The Scarlet Letter
You hear about an awesome party happening in the Valley. Only problem is, if you go, you know you'll end up being at least half an hour late for your curfew. (Even though everywhere in L.A. takes twenty minutes.) Do you (1) ask for permission and grudgingly obey when your parents say no, or (2) go and beg for forgiveness later?
If you answered (1), congrats! You'd fit right in with the Puritans, who are a legalistic crew: they believe that your best bet to get to heaven is to conform to strict set of religious and social laws. If you answered (2), you'd probably fit in better with a religion that emphasizes grace: being forgiven for your sins through faith. In The Scarlet Letter, Hawthorne shows us an essentially legalistic society, with its inhabitants adhering to strict moral codes, and punishing and isolating transgressors. But the narrator disagrees. Maybe, he says, a religious society should be ruled by grace—and, at the end of the novel, Hester has been forgiven by the strict society that once punished her.

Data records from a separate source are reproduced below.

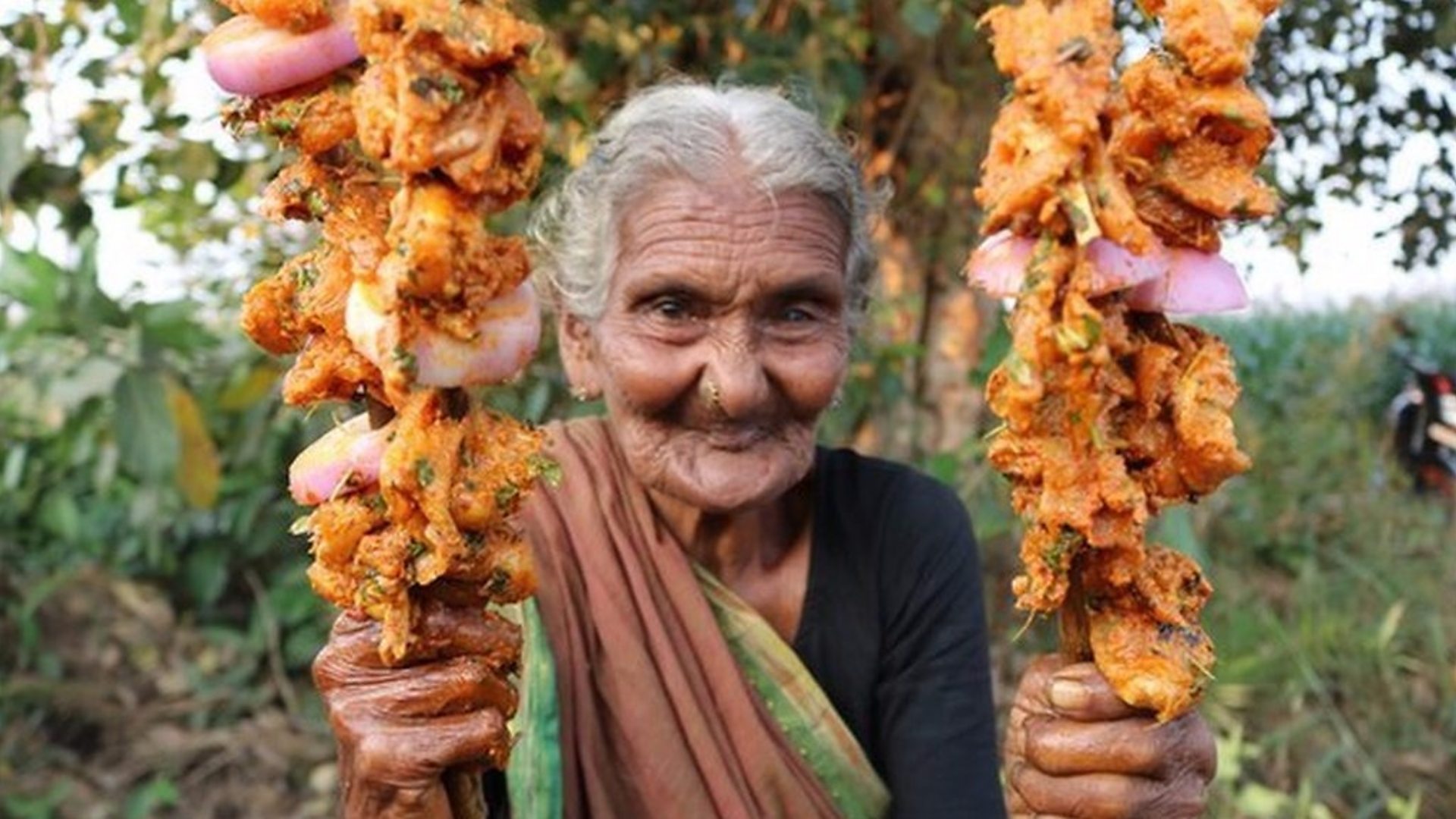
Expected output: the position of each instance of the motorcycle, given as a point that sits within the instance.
(1423, 420)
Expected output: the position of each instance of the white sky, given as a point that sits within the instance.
(1347, 260)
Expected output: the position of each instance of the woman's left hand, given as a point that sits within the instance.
(1074, 749)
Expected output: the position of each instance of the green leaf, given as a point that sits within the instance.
(922, 18)
(31, 279)
(150, 798)
(143, 428)
(206, 572)
(14, 155)
(200, 471)
(174, 325)
(60, 516)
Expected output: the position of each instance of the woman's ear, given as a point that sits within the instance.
(579, 354)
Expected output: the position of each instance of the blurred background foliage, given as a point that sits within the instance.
(156, 621)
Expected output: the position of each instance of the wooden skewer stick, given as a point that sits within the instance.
(1074, 634)
(463, 784)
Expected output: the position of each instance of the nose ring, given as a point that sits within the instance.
(714, 395)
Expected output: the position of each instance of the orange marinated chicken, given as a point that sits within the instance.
(417, 112)
(1111, 416)
(293, 15)
(312, 118)
(400, 159)
(475, 36)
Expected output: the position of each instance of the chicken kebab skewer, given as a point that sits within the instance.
(1104, 197)
(410, 130)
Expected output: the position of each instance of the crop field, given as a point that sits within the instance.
(153, 649)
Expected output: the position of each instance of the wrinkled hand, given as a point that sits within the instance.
(400, 729)
(1075, 751)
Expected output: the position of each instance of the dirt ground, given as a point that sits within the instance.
(137, 714)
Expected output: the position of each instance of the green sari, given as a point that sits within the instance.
(648, 689)
(795, 701)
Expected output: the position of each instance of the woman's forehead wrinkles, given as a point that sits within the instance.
(683, 224)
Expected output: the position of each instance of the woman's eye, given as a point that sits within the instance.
(672, 308)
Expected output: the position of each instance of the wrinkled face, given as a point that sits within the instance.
(724, 338)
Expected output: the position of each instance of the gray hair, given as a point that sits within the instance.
(695, 131)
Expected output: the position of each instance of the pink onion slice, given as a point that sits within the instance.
(1116, 267)
(999, 264)
(249, 58)
(506, 340)
(344, 461)
(1196, 283)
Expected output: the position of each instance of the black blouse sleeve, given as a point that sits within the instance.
(934, 714)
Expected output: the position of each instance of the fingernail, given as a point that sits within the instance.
(1068, 695)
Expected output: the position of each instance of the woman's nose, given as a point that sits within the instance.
(734, 381)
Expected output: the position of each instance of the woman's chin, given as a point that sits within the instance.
(723, 483)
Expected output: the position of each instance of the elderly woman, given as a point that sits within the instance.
(733, 621)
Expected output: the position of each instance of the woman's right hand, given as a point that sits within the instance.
(400, 729)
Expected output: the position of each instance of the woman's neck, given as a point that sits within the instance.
(747, 542)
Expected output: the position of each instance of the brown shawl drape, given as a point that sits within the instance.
(655, 717)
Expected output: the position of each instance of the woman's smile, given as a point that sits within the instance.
(723, 341)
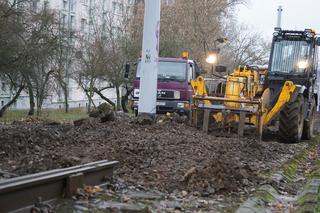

Questions About Compassion and Forgiveness
- Does Hawthorne seem to reject legalism entirely, or does he suggest that forgiveness and compassion have to go hand-in-hand with punishment?
- In The Scarlet Letter, is compassion a female trait? A male trait? Or is it equally shared? How do you know?
- Is forgiveness a religious duty? Does Hawthorne seem to think it's more or less important than other religious feelings?
- Whose act of forgiveness seems most profound? Hester's? Chillingworth's (if he ever does forgive)? Pearl's? The community's?
Chew on This
Although Hester Prynne is judged and punished in a legalistic society, she transforms her scarlet letter into a symbol of grace rather than shame.
Even though Reverend Dimmesdale avoids confessing his sin for seven years because he fears the wrath of a legalistic society, he finds grace through confession in the last moments of his death.